L'aide ménagère à domicile (AMD) sera réintroduite avant le 1er mars 2012 -nous a dit le ministre- sous critères calqués sur ceux de la CNAV (caisse nationale d'assurance vieillesse) qui gèrera cette prestation. Elle devrait bénéficier dans un premier temps à 5.000 personnes. Cette aide bénéficiant aux agents retraités de l'Etat et à leurs ayants-cause faiblement dépendants et, à ce titre, ne justifiant pas de l'allocation personnalisée d'autonomie a été suspendue en 2009. Les critères de la prestation de l'Etat étaient moins stricts que ceux du régime général (dépendance limitée et revenus supérieurs).

Au-delà des désaccords qu'on peut avoir sur la politique générale de réduction du nombre de fonctionnaires, je ne peux que donner un avis favorable au programme 148 ; l'action sociale et la formation sont importantes ; les syndicats apprécient la réintroduction de l'aide ménagère à domicile.

M. Jean-Pierre Sueur, président. - Y a-t-il des interventions ?

M. Christian Favier. - Merci pour la clarté du rapport et des informations fournies.

Vous avez donné des indications sur l'évolution du chèque-vacances. Quelle est celle de la subvention versée aux syndicats ? Est-elle semblable à celle de l'action consacrée à la formation ?

M. Jean-Pierre Michel. - Nous ne suivrons malheureusement pas le rapporteur sur le vote de ce budget malgré quelques points positifs car la fonction publique est malmenée, très malmenée : par la réduction du nombre de fonctionnaires, le service n'est donc plus rendu au public ; on fait supporter aux fonctionnaires un délai de carence alors qu'on aurait pu aligner vers le haut le privé sur le public ; on nivelle par le bas, sur le plan du privé.

Nous voterons sans états d'âme contre ce budget malgré l'excellence du rapport de Jacqueline Gourault. Il n'y a plus de véritable fonction publique républicaine chargée des services publics.

M. Jean-Jacques Hyest. - On ne dit jamais que la moitié des économies résultant des suppressions d'effectifs est rendue sous forme de primes aux fonctionnaires, d'où une revalorisation du statut de la fonction publique. On pouvait supprimer des emplois dans certains services qui ont fait l'objet de réorganisations. Je serai donc plus nuancé sur ces suppressions.

Quand l'aide ménagère à domicile a été supprimée, on n'avait pas trouvé cela très bien.
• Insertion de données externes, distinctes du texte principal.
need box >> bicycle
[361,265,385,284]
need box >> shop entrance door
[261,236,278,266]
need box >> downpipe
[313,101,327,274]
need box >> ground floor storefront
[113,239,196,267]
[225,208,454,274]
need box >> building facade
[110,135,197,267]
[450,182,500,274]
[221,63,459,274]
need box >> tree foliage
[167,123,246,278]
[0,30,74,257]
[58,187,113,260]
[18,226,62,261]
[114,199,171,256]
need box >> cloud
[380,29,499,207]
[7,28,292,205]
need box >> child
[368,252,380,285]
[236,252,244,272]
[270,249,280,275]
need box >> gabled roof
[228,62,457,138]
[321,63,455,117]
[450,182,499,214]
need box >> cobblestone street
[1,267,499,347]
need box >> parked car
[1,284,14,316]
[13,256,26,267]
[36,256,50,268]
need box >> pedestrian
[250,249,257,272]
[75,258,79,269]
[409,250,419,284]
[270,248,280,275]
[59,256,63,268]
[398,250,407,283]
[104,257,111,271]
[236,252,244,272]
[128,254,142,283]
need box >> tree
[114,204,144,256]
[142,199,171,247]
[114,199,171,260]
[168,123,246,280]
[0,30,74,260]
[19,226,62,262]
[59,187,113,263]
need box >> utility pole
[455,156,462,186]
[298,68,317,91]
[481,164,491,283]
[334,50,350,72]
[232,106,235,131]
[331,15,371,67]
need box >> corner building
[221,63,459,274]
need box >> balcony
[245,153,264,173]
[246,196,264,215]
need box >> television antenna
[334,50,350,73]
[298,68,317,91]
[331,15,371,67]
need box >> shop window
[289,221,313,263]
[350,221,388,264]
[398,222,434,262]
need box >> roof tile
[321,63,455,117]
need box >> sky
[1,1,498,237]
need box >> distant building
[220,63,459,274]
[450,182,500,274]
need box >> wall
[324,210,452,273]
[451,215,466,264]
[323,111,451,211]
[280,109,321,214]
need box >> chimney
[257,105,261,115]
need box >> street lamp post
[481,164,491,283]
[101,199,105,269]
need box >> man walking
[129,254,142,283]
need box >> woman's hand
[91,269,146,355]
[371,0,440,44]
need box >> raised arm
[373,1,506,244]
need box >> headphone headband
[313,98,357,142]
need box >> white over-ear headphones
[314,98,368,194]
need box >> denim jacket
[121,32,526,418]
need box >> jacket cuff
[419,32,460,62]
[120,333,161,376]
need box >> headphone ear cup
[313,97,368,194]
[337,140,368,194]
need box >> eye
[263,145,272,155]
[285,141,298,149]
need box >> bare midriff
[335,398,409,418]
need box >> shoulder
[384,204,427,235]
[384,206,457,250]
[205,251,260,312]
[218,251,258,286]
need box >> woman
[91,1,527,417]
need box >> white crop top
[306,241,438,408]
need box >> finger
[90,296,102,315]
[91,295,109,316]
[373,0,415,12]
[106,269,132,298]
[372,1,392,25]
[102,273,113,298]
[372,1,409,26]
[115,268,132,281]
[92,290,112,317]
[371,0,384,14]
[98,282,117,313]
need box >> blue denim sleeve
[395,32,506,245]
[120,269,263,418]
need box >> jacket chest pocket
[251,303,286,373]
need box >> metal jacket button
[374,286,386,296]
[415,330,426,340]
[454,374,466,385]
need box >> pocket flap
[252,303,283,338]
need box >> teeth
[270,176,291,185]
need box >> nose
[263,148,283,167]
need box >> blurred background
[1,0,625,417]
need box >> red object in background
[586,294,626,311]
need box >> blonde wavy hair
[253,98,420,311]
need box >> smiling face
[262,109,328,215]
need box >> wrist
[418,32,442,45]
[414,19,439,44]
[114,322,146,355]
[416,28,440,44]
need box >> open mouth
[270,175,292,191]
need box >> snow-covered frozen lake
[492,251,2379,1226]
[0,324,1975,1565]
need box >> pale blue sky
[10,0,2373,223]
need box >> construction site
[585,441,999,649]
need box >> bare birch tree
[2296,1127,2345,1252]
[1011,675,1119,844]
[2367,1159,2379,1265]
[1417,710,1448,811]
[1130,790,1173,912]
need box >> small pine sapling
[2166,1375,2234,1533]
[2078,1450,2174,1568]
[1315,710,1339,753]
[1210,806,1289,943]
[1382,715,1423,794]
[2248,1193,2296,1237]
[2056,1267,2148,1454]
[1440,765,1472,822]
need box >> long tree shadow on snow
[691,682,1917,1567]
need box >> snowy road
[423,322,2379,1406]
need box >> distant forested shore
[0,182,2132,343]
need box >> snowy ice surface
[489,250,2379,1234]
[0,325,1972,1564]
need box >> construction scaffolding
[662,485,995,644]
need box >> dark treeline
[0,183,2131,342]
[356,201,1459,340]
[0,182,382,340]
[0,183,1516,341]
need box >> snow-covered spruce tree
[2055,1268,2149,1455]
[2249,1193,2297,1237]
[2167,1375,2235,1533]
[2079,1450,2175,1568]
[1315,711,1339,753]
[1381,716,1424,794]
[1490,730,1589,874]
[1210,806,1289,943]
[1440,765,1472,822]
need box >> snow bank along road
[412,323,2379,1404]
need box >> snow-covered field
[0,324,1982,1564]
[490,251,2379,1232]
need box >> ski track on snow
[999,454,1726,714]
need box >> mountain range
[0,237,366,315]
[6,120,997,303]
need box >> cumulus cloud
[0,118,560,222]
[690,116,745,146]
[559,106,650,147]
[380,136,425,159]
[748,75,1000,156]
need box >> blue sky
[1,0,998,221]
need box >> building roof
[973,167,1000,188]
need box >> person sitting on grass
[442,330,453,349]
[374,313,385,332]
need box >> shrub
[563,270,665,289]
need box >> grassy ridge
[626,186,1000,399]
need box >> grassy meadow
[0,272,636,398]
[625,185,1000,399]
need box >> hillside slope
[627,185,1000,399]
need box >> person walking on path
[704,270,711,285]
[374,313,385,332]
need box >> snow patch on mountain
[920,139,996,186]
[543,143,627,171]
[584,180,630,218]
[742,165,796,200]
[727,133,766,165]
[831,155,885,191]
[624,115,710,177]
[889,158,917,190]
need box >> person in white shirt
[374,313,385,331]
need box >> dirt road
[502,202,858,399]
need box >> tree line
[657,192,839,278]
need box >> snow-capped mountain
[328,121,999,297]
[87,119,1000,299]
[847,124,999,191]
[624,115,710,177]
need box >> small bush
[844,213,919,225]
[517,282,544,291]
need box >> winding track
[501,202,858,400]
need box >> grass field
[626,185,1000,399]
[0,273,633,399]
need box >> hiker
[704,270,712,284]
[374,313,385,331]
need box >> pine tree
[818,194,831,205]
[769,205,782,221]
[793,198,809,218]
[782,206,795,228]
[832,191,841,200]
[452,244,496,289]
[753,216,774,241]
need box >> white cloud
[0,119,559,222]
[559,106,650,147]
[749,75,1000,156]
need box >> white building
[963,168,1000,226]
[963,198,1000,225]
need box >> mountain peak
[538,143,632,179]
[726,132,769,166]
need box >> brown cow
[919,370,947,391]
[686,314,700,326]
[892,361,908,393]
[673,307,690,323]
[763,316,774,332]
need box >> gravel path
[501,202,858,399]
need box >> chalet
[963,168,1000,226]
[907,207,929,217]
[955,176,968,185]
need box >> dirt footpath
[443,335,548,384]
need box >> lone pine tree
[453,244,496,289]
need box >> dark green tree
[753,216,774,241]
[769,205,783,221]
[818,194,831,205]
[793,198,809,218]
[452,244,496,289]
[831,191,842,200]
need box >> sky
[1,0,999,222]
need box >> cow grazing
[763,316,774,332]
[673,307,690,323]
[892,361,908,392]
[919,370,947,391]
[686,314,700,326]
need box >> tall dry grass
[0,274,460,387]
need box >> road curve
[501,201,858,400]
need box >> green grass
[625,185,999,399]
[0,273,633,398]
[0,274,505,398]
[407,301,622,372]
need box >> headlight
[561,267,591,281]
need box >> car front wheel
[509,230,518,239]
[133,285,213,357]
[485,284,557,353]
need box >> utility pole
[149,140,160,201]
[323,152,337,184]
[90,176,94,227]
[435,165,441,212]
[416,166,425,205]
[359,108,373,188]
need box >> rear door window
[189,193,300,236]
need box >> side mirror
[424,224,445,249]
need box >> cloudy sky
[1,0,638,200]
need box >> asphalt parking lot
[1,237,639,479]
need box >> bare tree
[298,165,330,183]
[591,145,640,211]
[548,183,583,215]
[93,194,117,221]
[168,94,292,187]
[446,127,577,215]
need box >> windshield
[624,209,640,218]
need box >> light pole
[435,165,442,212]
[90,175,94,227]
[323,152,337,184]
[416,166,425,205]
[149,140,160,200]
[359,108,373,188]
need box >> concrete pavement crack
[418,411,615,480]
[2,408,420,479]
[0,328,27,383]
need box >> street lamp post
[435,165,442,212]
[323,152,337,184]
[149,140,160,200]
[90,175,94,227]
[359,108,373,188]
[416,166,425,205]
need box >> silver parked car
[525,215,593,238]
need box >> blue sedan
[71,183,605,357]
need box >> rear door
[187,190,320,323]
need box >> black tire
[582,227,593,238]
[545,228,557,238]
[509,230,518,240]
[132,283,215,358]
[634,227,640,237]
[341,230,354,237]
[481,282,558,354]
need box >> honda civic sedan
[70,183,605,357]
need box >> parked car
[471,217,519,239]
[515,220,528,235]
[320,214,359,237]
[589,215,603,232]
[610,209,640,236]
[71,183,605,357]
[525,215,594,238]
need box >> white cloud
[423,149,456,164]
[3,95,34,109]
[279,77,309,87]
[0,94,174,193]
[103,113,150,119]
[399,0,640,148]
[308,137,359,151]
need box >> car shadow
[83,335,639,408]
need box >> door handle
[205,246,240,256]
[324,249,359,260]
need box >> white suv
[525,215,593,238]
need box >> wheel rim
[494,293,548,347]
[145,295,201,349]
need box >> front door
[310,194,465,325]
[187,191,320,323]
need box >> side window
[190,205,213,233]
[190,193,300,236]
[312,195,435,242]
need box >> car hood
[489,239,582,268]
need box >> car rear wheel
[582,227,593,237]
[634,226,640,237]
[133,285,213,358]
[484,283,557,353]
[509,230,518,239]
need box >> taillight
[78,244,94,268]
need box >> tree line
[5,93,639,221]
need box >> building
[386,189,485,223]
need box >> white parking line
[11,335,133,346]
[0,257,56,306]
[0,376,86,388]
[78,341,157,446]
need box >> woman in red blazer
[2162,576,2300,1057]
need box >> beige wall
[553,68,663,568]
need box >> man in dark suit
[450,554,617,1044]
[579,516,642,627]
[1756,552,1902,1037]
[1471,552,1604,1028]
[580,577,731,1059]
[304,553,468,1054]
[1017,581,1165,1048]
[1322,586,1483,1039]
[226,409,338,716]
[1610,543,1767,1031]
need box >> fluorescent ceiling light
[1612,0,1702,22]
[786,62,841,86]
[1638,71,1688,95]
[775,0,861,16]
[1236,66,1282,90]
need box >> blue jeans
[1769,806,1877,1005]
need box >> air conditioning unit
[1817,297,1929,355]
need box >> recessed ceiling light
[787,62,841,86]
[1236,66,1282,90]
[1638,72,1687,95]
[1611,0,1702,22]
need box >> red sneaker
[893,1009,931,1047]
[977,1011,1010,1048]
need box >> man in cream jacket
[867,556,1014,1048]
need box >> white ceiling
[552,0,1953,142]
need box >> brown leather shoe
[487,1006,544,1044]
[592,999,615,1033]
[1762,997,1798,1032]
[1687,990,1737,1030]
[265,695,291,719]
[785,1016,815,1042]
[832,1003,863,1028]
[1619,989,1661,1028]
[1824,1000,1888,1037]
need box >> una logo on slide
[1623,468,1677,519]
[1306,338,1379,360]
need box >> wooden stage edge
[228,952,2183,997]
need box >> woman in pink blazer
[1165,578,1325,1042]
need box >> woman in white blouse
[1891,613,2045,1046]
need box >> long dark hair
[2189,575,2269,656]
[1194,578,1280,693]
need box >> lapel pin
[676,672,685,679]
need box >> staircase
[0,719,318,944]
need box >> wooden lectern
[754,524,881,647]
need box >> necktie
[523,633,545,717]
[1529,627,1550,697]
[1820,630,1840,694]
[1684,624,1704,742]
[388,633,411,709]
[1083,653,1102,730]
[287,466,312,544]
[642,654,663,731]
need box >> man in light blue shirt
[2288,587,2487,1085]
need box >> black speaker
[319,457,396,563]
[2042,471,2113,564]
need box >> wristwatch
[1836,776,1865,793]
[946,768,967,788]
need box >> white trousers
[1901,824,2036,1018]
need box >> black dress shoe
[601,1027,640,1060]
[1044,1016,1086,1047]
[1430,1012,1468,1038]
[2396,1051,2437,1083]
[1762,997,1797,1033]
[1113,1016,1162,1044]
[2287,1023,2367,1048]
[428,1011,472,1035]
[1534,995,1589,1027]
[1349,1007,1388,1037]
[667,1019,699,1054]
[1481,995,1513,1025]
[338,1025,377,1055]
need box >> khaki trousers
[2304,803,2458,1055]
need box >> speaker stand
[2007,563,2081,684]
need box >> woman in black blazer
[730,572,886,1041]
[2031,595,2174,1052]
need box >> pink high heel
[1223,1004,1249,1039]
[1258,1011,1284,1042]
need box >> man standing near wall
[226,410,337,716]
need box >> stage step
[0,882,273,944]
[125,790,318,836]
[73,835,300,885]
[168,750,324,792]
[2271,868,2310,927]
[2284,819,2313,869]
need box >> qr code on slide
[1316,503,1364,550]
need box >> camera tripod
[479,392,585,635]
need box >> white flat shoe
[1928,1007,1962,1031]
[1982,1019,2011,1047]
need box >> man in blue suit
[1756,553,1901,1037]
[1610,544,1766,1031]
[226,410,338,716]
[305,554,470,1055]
La faire gérer par la caisse nationale d'assurance vieillesse est une bonne mesure car il ne faut pas multiplier trop de systèmes spécifiques donc onéreux. Quand c'est géré de manière nationale, c'est une bureaucratie qui fonctionne généralement assez mal.

Nous voterons les crédits du programme 148.

Mme Jacqueline Gourault, rapporteur. Je réponds simplement à M. Favier. La subvention aux syndicats est identique à celle de 2011 : 2,36 millions d'euros.

M. Jean-Pierre Sueur, président. Je soumets au vote de la commission l'avis favorable du rapporteur.

Il est repoussé. La commission émet un avis défavorable sur les crédits du programme Fonction publique de la mission Gestion des finances publiques et des ressources humaines figurant dans le projet de loi de finances pour 2012.